Альберт оглянулся и вздохнул.

— Ах, я уж не могу, — сказал он, схватившись за голову. Он снова подсел к Делесову. — Я вам скажу, — проговорил он почти шопотом: — я не могу туда ходить, я не могу там играть, у меня ничего нет, ничего платья нет, квартиры нет, скрипки нет. Скверная жизнь! скверная жизнь! — повторял он несколько раз. — Да и зачем мне туда ходить? Зачем это? не надо, — сказал он, улыбаясь. — Ах, «Дон-Жуан»!

И он ударил себя по голове.

— Так поедем когда-нибудь вместе, — сказал Делесов.

Альберт, не отвечая, вскочил, схватил скрипку и начал играть финал первого акта «Дон Жуана», своими словами рассказывая содержание оперы.

У Делесова зашевелились волосы на голове, когда он играл голос умирающего командора.

— Нет, не могу играть нынче, — сказал он, кладя скрипку: — я много пил.

Но вслед затем он подошел к столу, налил себе полный стакан вина, залпом выпил и сел опять на кровать к Делесову.
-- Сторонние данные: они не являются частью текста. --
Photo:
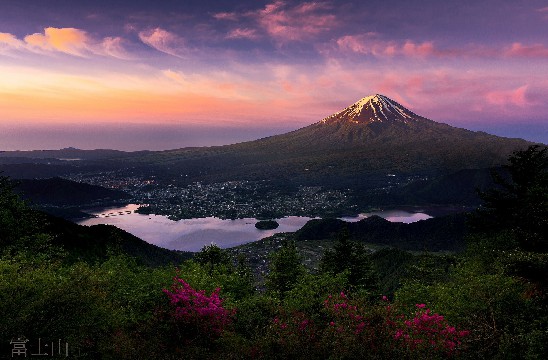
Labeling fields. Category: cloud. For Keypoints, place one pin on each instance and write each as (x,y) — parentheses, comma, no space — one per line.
(66,40)
(69,41)
(527,51)
(226,16)
(517,97)
(164,41)
(282,21)
(243,33)
(8,40)
(370,44)
(113,47)
(301,22)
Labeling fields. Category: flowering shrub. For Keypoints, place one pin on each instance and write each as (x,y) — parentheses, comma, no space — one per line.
(352,331)
(196,311)
(429,332)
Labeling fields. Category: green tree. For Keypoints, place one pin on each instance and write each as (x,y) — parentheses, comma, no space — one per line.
(212,257)
(353,258)
(285,269)
(519,202)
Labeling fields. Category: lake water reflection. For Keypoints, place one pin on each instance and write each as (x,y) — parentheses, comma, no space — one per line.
(193,234)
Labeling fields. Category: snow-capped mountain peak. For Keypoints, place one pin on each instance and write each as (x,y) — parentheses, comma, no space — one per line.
(374,108)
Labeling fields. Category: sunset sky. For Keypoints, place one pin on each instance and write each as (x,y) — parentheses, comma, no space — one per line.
(138,74)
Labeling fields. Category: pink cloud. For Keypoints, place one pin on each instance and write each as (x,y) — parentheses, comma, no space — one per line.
(226,16)
(528,51)
(164,41)
(113,46)
(286,23)
(243,33)
(69,41)
(517,97)
(370,44)
(66,40)
(10,41)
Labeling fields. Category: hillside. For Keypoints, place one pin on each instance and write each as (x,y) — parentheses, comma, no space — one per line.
(444,233)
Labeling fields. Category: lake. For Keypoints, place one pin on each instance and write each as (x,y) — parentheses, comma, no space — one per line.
(193,234)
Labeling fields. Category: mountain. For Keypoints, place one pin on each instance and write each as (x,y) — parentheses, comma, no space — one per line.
(445,233)
(373,137)
(62,192)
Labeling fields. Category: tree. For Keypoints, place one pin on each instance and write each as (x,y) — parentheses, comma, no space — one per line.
(351,257)
(285,269)
(212,256)
(519,203)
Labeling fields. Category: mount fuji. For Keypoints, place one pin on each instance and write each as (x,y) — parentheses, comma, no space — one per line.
(374,136)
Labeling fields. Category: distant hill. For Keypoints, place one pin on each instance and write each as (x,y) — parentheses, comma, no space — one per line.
(67,154)
(94,243)
(436,234)
(62,192)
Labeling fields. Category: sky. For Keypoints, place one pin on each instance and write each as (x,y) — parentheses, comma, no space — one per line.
(135,75)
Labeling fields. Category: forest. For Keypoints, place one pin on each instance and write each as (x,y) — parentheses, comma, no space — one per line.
(487,301)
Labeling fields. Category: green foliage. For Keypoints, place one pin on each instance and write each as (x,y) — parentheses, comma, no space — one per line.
(519,204)
(212,256)
(285,269)
(353,258)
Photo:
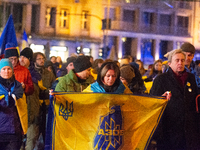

Делесов, не спуская глаз, смотрел на Альберта; Альберт изредка улыбался, и Делесов улыбался тоже. Они оба молчали; но между ними взглядом и улыбкой ближе и ближе устанавливались любовные отношения. Делесов чувствовал, что он всё больше и больше любит этого человека, и испытывал непонятную радость.

— Вы были влюблены? — вдруг спросил он.

Альберт задумался на несколько секунд, потом лицо его озарилось грустной улыбкой. Он нагнулся к Делесову и внимательно посмотрел ему в самые глаза.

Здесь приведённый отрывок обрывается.